Both of these can be achieved by the `ImageDataGenerator` class found in `tensorflow.keras.preprocessing.image`. We will use its bare-basic functionalities for now and gradually expand on it in later lectures.

In [None]:
from tensorflow.keras.preprocessing.image import ImageDataGenerator

In [None]:
data_generator = ImageDataGenerator(rescale=1./255)

In [None]:
img_size = (128, 128)
batch_size = 16

The `flow_from_directory` method allows on-the-fly loading and training from the directory, without the need to load in memory.

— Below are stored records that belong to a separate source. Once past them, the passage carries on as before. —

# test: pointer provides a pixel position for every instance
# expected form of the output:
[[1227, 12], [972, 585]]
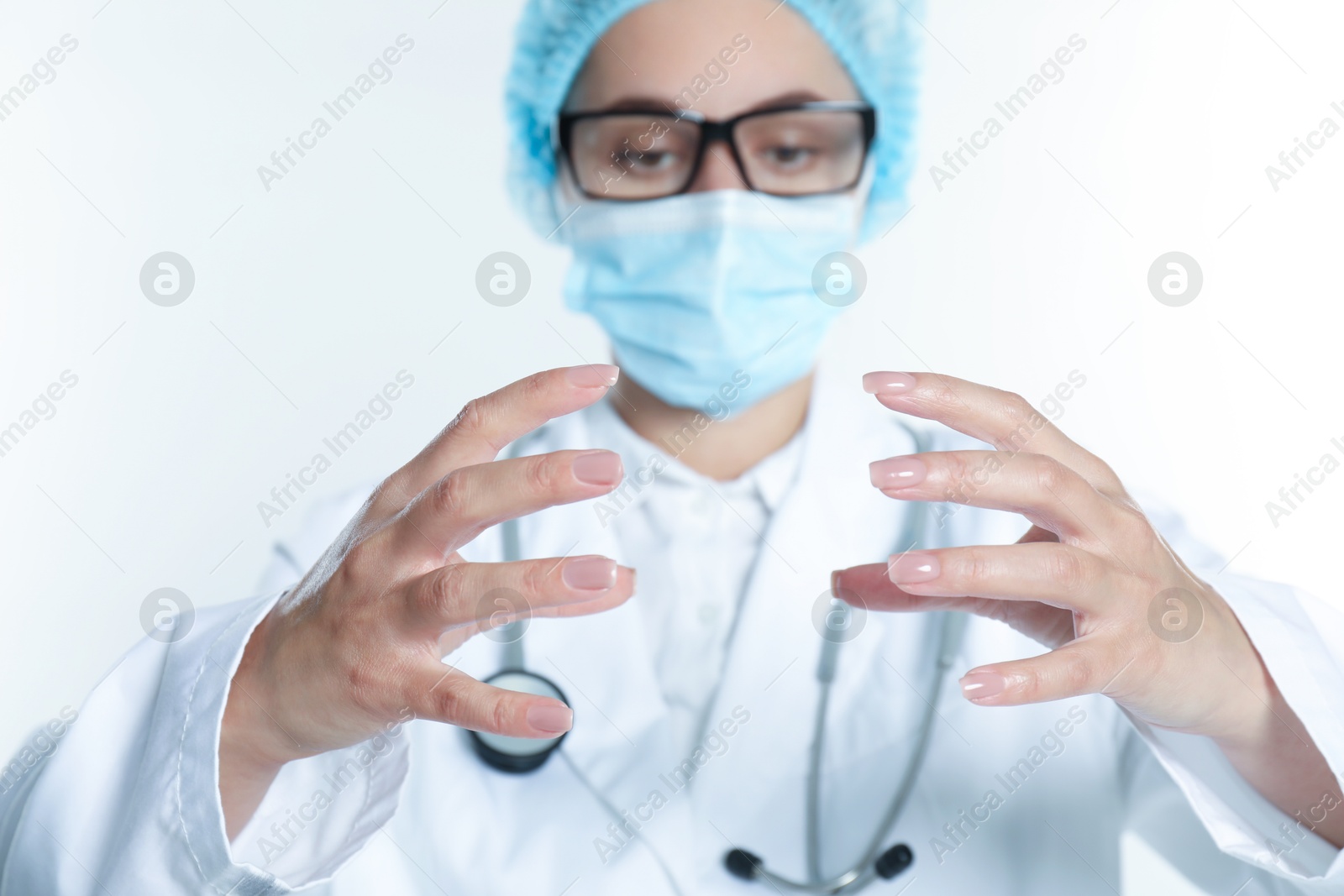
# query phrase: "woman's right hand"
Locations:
[[358, 644]]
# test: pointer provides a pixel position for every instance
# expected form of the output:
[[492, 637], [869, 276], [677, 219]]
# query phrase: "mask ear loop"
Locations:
[[862, 191]]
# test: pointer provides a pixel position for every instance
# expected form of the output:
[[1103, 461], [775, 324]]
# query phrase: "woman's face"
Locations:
[[714, 56]]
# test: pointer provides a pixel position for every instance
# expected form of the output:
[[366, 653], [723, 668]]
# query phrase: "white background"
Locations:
[[312, 296]]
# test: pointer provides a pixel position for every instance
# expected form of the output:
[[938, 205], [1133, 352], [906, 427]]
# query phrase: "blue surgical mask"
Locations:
[[703, 291]]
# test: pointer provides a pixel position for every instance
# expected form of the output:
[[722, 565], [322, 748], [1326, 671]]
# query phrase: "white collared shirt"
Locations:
[[694, 542]]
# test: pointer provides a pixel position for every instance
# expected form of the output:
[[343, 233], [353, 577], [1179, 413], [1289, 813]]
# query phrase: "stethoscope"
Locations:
[[517, 755]]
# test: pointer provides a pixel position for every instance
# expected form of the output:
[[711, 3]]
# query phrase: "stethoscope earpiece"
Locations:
[[517, 755], [893, 862], [743, 864]]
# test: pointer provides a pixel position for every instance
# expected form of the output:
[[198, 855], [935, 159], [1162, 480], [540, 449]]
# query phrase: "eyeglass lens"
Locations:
[[790, 152]]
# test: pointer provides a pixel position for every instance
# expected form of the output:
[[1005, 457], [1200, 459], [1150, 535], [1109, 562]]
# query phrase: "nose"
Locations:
[[718, 170]]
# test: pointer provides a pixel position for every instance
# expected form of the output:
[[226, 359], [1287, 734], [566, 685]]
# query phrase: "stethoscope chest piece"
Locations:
[[517, 755]]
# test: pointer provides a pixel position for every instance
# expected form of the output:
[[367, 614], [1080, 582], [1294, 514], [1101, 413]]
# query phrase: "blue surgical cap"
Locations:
[[874, 39]]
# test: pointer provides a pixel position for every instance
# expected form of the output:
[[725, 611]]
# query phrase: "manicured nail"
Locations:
[[897, 472], [978, 685], [887, 383], [589, 574], [913, 567], [593, 375], [550, 718], [597, 468]]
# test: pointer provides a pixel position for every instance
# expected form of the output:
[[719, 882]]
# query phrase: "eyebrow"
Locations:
[[652, 103]]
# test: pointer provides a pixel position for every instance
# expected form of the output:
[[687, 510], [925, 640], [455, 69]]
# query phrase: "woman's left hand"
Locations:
[[1092, 578]]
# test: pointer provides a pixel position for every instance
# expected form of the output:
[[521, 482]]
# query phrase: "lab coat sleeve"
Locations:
[[1301, 641], [128, 802]]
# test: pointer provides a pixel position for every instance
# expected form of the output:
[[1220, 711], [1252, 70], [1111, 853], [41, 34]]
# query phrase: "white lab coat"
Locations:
[[128, 804]]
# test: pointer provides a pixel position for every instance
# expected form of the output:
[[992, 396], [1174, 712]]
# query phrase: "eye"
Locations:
[[788, 156]]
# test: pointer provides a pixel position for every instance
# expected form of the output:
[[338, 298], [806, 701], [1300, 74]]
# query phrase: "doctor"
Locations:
[[732, 727]]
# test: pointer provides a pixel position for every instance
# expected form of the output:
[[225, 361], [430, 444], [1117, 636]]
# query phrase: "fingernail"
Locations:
[[593, 375], [978, 685], [914, 567], [897, 472], [597, 468], [589, 574], [887, 383], [550, 718]]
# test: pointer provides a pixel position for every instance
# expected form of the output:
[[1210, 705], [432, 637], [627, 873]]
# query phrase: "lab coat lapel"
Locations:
[[832, 517], [622, 741]]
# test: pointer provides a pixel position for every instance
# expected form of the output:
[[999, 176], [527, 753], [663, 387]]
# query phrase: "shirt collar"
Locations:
[[769, 479]]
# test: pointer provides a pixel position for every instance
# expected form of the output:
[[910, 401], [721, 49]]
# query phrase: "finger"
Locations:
[[454, 638], [1079, 668], [494, 594], [487, 425], [470, 500], [871, 587], [1035, 485], [443, 694], [1003, 419], [1047, 571]]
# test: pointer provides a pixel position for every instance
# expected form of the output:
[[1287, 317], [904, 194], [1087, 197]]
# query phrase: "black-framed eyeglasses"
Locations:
[[647, 154]]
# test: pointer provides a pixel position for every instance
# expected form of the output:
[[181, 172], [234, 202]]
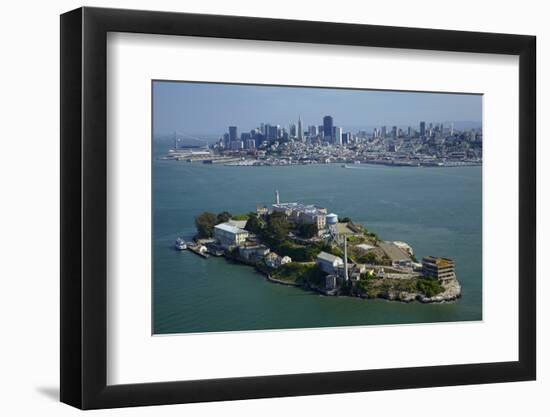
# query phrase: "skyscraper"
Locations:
[[292, 130], [337, 135], [313, 131], [327, 127], [232, 133], [300, 129]]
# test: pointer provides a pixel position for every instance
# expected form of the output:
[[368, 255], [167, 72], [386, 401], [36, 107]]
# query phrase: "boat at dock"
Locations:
[[198, 250], [180, 244]]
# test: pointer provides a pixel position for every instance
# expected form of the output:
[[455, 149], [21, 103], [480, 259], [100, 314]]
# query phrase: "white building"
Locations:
[[329, 263], [229, 236], [273, 260], [303, 213]]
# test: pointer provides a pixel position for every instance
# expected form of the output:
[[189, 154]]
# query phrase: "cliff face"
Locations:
[[452, 292]]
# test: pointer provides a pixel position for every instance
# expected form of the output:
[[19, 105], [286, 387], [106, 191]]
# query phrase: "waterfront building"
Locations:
[[261, 211], [273, 260], [441, 268], [404, 246], [229, 236], [236, 145], [298, 213], [327, 127], [329, 263], [253, 252], [397, 255], [330, 282], [332, 219]]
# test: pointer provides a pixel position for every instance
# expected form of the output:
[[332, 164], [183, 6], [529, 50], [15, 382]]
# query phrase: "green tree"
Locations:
[[205, 223], [254, 224], [308, 230], [277, 226], [223, 217]]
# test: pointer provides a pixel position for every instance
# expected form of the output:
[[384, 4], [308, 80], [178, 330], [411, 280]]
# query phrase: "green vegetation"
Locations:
[[241, 216], [377, 287], [277, 228], [356, 240], [254, 223], [223, 217], [429, 287], [367, 258], [205, 223], [308, 230], [299, 253], [300, 273]]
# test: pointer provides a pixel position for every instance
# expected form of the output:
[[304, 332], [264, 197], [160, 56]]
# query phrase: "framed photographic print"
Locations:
[[256, 207]]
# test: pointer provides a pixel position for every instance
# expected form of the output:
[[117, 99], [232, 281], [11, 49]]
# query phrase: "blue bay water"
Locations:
[[436, 210]]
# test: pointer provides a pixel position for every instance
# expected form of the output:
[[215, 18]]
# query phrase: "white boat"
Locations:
[[180, 244]]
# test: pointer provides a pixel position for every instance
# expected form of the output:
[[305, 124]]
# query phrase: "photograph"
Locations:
[[300, 207]]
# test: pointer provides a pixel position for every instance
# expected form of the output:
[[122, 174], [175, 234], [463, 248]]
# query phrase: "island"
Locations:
[[304, 245]]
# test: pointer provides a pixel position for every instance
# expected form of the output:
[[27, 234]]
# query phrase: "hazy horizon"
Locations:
[[194, 108]]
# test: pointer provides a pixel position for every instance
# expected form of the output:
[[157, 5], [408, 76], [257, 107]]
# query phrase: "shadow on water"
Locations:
[[49, 392]]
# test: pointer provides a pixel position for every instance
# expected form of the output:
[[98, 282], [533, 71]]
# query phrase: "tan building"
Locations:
[[229, 236], [441, 268], [303, 213]]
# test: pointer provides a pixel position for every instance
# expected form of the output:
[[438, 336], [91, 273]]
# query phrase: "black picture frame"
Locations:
[[84, 207]]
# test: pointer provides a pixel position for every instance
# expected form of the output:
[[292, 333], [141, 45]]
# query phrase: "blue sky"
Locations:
[[203, 108]]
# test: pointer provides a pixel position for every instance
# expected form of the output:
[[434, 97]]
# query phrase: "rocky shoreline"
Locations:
[[452, 292]]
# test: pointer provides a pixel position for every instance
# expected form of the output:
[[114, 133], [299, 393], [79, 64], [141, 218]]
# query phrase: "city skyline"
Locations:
[[208, 108]]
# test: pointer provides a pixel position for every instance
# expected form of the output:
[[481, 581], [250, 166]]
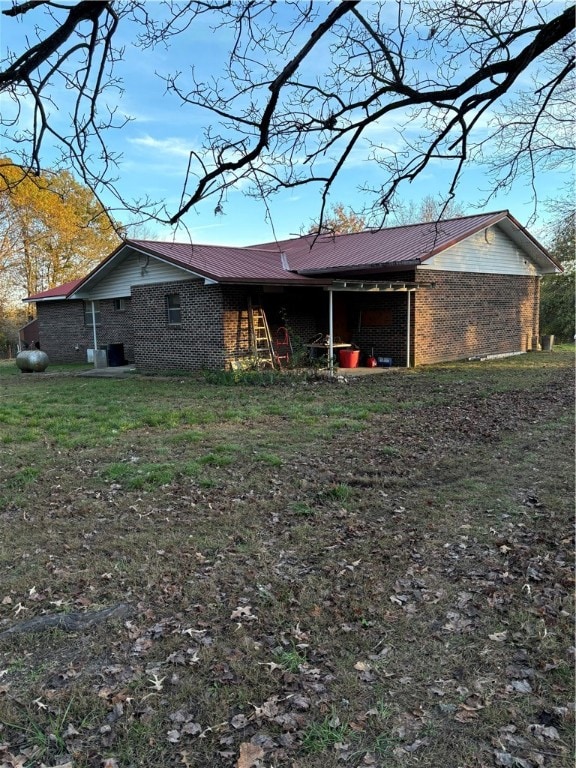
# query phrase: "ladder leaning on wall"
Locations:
[[261, 345]]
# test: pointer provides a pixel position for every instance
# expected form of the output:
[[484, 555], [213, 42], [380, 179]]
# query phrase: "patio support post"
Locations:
[[331, 331], [408, 331]]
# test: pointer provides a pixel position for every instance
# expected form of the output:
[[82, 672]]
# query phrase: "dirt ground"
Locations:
[[389, 588]]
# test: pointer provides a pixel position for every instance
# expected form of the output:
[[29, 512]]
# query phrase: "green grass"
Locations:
[[327, 561]]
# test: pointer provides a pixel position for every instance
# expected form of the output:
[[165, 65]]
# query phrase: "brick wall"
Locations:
[[467, 315], [195, 344], [65, 338]]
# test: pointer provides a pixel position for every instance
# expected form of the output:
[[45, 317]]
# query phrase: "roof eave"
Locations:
[[363, 268]]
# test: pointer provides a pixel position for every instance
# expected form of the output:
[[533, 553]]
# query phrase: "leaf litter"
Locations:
[[423, 618]]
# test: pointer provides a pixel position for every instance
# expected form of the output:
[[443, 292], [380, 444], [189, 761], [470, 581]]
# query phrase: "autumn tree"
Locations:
[[52, 229], [305, 90], [340, 220]]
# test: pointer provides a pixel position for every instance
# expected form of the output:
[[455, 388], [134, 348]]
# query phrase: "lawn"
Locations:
[[282, 571]]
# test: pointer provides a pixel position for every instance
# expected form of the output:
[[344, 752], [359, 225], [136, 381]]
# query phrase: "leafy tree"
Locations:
[[558, 292], [52, 229], [306, 87]]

This will be faster if you are using a SSD.

In [None]:
train_gen = data_generator.flow_from_directory(
    train_dir,
    target_size=img_size,
    batch_size=batch_size,
    class_mode='binary')

val_gen = data_generator.flow_from_directory(
    val_dir,
    target_size=img_size,
    batch_size=batch_size,
    class_mode='binary')

test_gen = data_generator.flow_from_directory(
    test_dir,
    target_size=img_size,
    batch_size=batch_size,
    shuffle=False,
    class_mode='binary')

## Build CNN Model

In [None]:
from tensorflow.keras.models import Sequential
from tensorflow.keras.layers import Conv2D, MaxPool2D, Flatten, Dense

In [None]:
model = Sequential()
model.add(Conv2D(32, (3, 3), activation='relu', input_shape=(img_size[0], img_size[1], 3)))
model.add(MaxPool2D())

model.add(Conv2D(32, (3, 3),activation='relu'))
model.add(MaxPool2D())

model.add(Conv2D(64, (3, 3), activation='relu'))
model.add(MaxPool2D())

model.add(Flatten())
model.add(Dense(64, activation='relu'))
model.add(Dense(1, activation='sigmoid'))

In [None]:
model.compile(
    loss='binary_crossentropy',
    optimizer='adam',
    metrics=['accuracy'],
)

In [None]:
model.summary()

## Train CNN

In [None]:
from tqdm.keras import TqdmCallback

Since we are now working with data generators, we will need to find out how many data points are there.

In [None]:
num_train = len(list(train_dir.glob('./*/*')))
num_val = len(list(val_dir.glob('./*/*')))
num_test = len(list(test_dir.glob('./*/*')))
print(f'Num train: {num_train} Num val: {num_val} Num test: {num_test}')

In [None]:
model_save_dir = pathlib.Path('cnn_pneumonia_weights.h5')

In [None]:
if model_save_dir.exists():
    model.load_weights(str(model_save_dir))
else:
    history = model.fit(
        train_gen,  # Instead of providing (x_train, y_train), we will use the generator constructed before
        steps_per_epoch=num_train // batch_size,  # This is required for data generator feeding
        epochs=10,
        validation_data=val_gen,
        validation_steps=num_val // batch_size,
        verbose=0,
        callbacks=[TqdmCallback(verbose=1)],
        workers=8,
    )
    model.save_weights(str(model_save_dir))
    results = pd.DataFrame(history.history)
    results['epoch'] = history.epoch

## Evaluate the Model

Accuracy can be obtained from `evaluate`.

In [None]:
loss, acc = model.evaluate(test_gen, workers=8, verbose=0)
print(f'Loss: {loss}  Accuracy: {acc}')

We can also look at the precision/recall and the confusion matrix.

In [None]:
from sklearn.metrics import confusion_matrix, classification_report

In [None]:
y_pred = model.predict(test_gen)
y_pred = 1 * (y_pred.squeeze() > 0.5)
y_true = test_gen.classes

print(classification_report(y_true, y_pred))

In [None]:
cmatrix = confusion_matrix(y_true, y_pred)

ax = sns.heatmap(cmatrix, annot=True, fmt="d")
ax.set_xticklabels(['NORMAL', 'PNEUMONIA'])
ax.set_yticklabels(['NORMAL', 'PNEUMONIA'], rotation=0);

# Exercise

Tweak the network and/or training procedure to improve performance. In this course we will introduce a number of such techniques along the way.